I think the problem is mainly with the package manager.
We cannot ask the administrator to be "up to date" of the issues when upgrading. For small companies where the sysadmin is the same that de dbadmin, there should not be problem. But in large IT departments sysadmins have their own problems and if you don't plan a careful communication procedure between database and general administration groups, this kind of problem will appear soon or later...
With the package it could be easy to show a warning, like apt-get and dpkg do. For example, when upgrading in debian from 8.1 to 8.3, dpkg first install 8.3 in another location, and second shows you a warning about the problems you could find during upgrade. I don't know if yum and rpm can show this type of messages...

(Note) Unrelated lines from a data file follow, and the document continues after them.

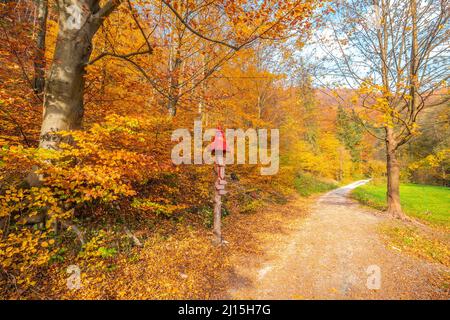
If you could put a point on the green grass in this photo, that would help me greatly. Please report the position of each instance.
(306, 185)
(428, 203)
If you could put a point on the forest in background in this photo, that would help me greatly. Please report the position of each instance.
(109, 196)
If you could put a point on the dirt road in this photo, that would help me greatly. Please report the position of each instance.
(337, 253)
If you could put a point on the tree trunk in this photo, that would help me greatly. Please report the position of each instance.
(63, 96)
(393, 177)
(39, 56)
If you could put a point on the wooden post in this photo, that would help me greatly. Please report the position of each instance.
(219, 190)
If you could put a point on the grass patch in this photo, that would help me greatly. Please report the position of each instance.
(416, 242)
(306, 185)
(428, 203)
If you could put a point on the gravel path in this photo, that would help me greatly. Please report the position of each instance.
(336, 253)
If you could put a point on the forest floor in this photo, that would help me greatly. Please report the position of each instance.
(337, 252)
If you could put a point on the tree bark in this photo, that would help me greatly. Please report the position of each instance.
(39, 56)
(393, 177)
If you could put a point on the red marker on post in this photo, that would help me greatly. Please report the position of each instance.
(219, 149)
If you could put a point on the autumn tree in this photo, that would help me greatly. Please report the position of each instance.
(79, 22)
(391, 52)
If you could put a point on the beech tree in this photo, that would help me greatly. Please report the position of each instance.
(79, 21)
(391, 52)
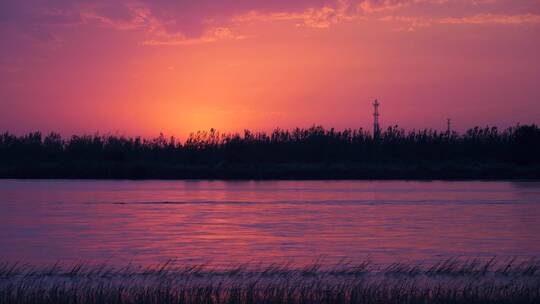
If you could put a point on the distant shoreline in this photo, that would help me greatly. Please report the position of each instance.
(138, 171)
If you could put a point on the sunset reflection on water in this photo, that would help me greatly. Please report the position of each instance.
(271, 221)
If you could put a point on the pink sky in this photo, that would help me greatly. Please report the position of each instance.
(144, 67)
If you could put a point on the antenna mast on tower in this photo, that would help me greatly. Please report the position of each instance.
(376, 127)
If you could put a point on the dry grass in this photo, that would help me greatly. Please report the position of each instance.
(449, 281)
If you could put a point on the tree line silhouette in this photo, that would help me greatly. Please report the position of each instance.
(299, 153)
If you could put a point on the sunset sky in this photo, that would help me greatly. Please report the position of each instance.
(144, 67)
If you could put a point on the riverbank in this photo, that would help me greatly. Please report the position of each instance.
(450, 281)
(267, 171)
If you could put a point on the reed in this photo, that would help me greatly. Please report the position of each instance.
(449, 281)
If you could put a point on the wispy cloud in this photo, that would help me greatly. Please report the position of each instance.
(413, 23)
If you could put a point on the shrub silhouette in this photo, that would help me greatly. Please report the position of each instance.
(519, 146)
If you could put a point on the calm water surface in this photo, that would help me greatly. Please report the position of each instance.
(268, 221)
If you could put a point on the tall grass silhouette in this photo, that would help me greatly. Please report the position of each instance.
(449, 281)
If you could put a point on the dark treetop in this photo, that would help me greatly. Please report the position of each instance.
(314, 153)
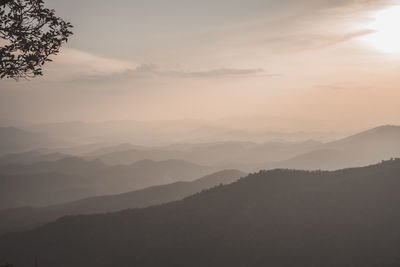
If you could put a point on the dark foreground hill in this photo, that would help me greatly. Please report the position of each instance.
(29, 217)
(273, 218)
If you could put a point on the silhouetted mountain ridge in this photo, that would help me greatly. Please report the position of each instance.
(271, 218)
(28, 217)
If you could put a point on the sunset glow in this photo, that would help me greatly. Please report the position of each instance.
(386, 37)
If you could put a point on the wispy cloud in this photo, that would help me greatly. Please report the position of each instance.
(299, 42)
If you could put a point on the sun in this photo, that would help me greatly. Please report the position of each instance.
(386, 30)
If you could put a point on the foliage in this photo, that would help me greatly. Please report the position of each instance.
(30, 34)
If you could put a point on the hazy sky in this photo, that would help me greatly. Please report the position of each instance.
(333, 62)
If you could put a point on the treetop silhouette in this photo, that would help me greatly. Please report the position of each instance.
(29, 35)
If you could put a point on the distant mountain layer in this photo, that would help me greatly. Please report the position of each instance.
(365, 148)
(23, 218)
(271, 218)
(14, 140)
(358, 150)
(69, 179)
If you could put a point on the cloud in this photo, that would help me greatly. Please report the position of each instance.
(144, 71)
(299, 42)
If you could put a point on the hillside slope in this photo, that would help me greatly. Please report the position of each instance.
(28, 217)
(271, 218)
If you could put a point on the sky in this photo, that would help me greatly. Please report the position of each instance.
(333, 63)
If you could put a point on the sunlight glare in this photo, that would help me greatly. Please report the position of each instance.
(386, 27)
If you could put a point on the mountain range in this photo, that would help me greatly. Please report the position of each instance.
(28, 217)
(68, 179)
(271, 218)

Perhaps the problem is more with the package system (rpm and yum) that the administrator... Anyway, it's just my opinion and there are opinions for everybody.
And, of course, database admin should be aware of the problems that could surge after upgrading. So, no upgrade should be taken without knowing what is going to be updated. But this is an internal problem between the sysadmin and the dbadmin. :-)
-----Original Message-----
From: Kevin Grittner <
Kevin.Grittner@wicourts.gov>
To:
pgsql-admin@postgresql.org, Jakov Sosic <
jakov.sosic@srce.hr>
Subject: Re: [ADMIN] Yum upgrade of PostgreSQL 8.4 from to rc1 rendered dataunusable
Date: Wed, 17 Jun 2009 08:58:11 -0500
Jakov Sosic <jakov.sosic@srce.hr> wrote:
> Great thing about package managers is that they resolve all your
> dependencies, that they provide working binaries, that they install
> much faster, that they are searched for in consistent way, etc etc.
I find that when we upgrade to a new major release of PostgreSQL, we
almost always need to have both the old and new major releases
installed at the same time. That overlap may only need to exist for a
few hours, or it may need to persist for months. Any installation
solution which doesn't support that pattern can't be used by many.
You might want to consider some way to support that.